Die Entdeckung der kommerziellen Ölreserven Ugandas im Jahr 2006 hat in den vergangenen Jahren vermehrt zu Landraub, illegalen Vertreibungen und Umweltzerstörung geführt. Mit dem Africa Institute for Energy Governance (Afiego) geht der Preis an eine ugandische Organisation, die durch Lobbyarbeit, Medienkampagnen sowie nationale und internationale Rechtsprozesse Gemeinden dabei unterstützt, sich gegen umweltschädliche Projekte bei der Öl- und Gasförderung zu wehren. Sie leiste „einen mutigen Einsatz für Klimagerechtigkeit und die Rechte betroffener Gemeinden, die durch ausbeuterische Energieprojekte verletzt werden“.
Im Zentrum der aktuellen Aktivitäten des Afiego stehen Kampagnen zum Stop des Baus der fast 1500 km langen East African Crude Oil Pipeline, die Rohöl aus Uganda zum Hafen von Tanga in Tansania transportieren soll. Die Dokumentation und Veröffentlichung der Auswirkungen der geplanten Pipeline auf die lokalen Gemeinden durch die AFIEGO habe „maßgeblich dazu beigetragen, dass es heute internationalen Druck gibt, um den Bau zu stoppen“, konstatiert die Stockholmer Stiftung.

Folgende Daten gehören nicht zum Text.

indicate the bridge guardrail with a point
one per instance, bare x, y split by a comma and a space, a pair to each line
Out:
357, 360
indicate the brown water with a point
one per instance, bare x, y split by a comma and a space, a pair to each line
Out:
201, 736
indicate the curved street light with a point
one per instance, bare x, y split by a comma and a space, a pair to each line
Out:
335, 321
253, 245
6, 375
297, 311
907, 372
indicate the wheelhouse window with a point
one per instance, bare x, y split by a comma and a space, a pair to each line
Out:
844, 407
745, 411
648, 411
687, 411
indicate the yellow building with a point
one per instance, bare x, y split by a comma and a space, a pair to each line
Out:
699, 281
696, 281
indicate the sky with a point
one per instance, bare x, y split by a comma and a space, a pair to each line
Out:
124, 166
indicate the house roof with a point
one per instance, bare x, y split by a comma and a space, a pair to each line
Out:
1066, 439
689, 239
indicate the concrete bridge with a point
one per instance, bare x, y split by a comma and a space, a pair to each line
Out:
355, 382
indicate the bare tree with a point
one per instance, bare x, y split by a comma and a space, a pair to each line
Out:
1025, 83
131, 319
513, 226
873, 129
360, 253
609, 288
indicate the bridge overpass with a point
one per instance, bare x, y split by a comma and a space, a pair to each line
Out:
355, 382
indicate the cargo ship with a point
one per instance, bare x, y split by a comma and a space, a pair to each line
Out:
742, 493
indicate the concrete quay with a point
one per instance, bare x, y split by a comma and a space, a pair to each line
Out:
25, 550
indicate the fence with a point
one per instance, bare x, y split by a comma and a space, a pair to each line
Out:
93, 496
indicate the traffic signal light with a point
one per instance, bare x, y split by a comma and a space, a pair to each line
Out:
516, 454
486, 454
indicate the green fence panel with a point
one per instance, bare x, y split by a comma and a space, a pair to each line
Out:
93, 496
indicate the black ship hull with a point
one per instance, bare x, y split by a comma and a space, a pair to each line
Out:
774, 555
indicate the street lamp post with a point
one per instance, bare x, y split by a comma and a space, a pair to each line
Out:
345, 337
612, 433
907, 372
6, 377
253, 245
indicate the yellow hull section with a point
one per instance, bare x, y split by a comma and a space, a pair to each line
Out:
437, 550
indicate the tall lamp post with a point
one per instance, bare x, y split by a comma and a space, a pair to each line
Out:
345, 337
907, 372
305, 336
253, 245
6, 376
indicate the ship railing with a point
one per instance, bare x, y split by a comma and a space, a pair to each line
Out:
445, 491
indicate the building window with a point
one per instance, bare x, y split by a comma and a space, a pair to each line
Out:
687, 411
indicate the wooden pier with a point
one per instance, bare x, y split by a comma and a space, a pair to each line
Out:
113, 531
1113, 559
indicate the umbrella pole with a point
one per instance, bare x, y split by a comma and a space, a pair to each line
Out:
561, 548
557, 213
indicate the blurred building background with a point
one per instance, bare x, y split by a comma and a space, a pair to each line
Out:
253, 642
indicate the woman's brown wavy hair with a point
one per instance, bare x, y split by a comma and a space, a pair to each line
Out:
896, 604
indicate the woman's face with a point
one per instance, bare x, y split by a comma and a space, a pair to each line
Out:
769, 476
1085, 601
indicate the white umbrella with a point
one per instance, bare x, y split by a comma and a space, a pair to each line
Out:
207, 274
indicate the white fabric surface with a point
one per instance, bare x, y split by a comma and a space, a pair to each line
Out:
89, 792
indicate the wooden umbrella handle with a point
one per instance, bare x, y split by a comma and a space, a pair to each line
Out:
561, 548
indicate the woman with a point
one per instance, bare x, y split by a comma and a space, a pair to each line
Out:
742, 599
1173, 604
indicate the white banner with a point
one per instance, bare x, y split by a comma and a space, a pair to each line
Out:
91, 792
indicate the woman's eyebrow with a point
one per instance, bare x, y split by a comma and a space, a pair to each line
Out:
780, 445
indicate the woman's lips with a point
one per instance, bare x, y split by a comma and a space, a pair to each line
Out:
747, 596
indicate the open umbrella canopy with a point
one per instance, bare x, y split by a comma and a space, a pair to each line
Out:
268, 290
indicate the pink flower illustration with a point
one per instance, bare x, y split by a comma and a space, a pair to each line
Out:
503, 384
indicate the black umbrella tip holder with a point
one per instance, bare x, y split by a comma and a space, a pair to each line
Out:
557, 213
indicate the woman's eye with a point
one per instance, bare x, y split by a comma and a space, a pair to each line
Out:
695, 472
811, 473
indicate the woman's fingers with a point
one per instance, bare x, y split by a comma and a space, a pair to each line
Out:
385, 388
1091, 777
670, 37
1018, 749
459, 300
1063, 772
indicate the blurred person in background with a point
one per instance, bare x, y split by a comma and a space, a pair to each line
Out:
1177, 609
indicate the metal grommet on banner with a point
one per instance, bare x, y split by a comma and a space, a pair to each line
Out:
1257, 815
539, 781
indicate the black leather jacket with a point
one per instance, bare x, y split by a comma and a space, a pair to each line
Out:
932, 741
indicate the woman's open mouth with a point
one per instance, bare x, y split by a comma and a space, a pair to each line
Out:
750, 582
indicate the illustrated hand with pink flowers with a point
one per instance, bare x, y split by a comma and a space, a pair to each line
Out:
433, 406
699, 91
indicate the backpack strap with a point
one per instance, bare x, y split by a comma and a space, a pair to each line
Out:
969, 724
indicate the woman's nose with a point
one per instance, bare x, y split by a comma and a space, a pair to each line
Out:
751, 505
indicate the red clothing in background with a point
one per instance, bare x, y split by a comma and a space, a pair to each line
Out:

PreisträgerInnen warnen vor Rechtsruck in Schweden
Die ugandische Regierung versuche daher, die Arbeit der Organisation zu sabotieren: „MitarbeiterInnen werden bedroht, schikaniert, festgenommen und inhaftiert. Afiego kämpft jedoch unerschrocken weiter für den Umweltschutz und das Wohlergehen der betroffenen Gemeinden – mit juristischen Mitteln und indem die Organisation den Stimmen der Zivilgesellschaft Gehör verschafft.“
„Für die Arbeit, die wir hier in Uganda leisten, braucht es Ermutigung, braucht es Motivation. Wir sind mit einem sehr feindseligen Umfeld konfrontiert, einschließlich Verhaftungen“, kommentiert Dickens Kamugisha, Vorstandvorsitzender von Afiego den Preis: „Wenn die Regierung weiß, dass es auf der ganzen Welt Menschen gibt, die unsere Arbeit für richtig halten, überlegt sie es sich zweimal, ob sie uns oder unsere Gemeinschaften angreift. Dieser Preis bedeutet also, dass wir noch viel mehr Gemeinschaften helfen können.“
Die Preise und deren Verleihung, die in diesem Jahr am 30. November im Rahmen einer live übertragenen Veranstaltung in Stockholm stattfindet, sind nur ein Teil der Arbeit der 1980 gegründeten Right Livelihood Stiftung. Die Auszeichnung ist mit einer langfristigen Unterstützung verbunden, um die Arbeit der PreisträgerInnen international bekannt zu machen und dauerhaft zu stärken.
Umgekehrt halten die PreisträgerInnen engen Kontakt zu Schweden. 32 von ihnen haben sich deshalb auch in einer in der vergangenen Woche veröffentlichten Erklärung kritisch zum Wahlerfolg der Schwedendemokraten geäußert, einer rechtsradikalen Partei mit Neonaziwurzeln, die – wie es darin heißt – „die Medien attackiert“, sich „offen mit autoritären Führern in anderen Ländern verbrüdert“ und „ihre hasserfüllte Rhetorik gegen Menschen anderen Glaubens und anderer ethnischer Herkunft“ richtet. Dies seien „typische erste Phasen des autoritären Drehbuchs, aber wir befürchten, dass es dabei nicht bleiben wird und dass die schwedische Demokratie allmählich untergraben wird“.
Wenn traditionelle Parteien die Macht mit so einer Partei teilen, sei „eine Grenze überschritten“ warnen die PreisträgerInnen aus 27 Ländern: „Wir sind zutiefst besorgt. Wir wissen, wie Demokratien sterben. Ihr Tod kommt lautlos.“ Dabei werde gerade Schweden in einer Zeit, „in der die Demokratie weltweit so stark unter Druck steht, sowohl innerhalb der Länder als auch durch den brutalen Krieg, den die russische Diktatur gegen die demokratische Ukraine führt, fest im demokratischen Lager gebraucht“.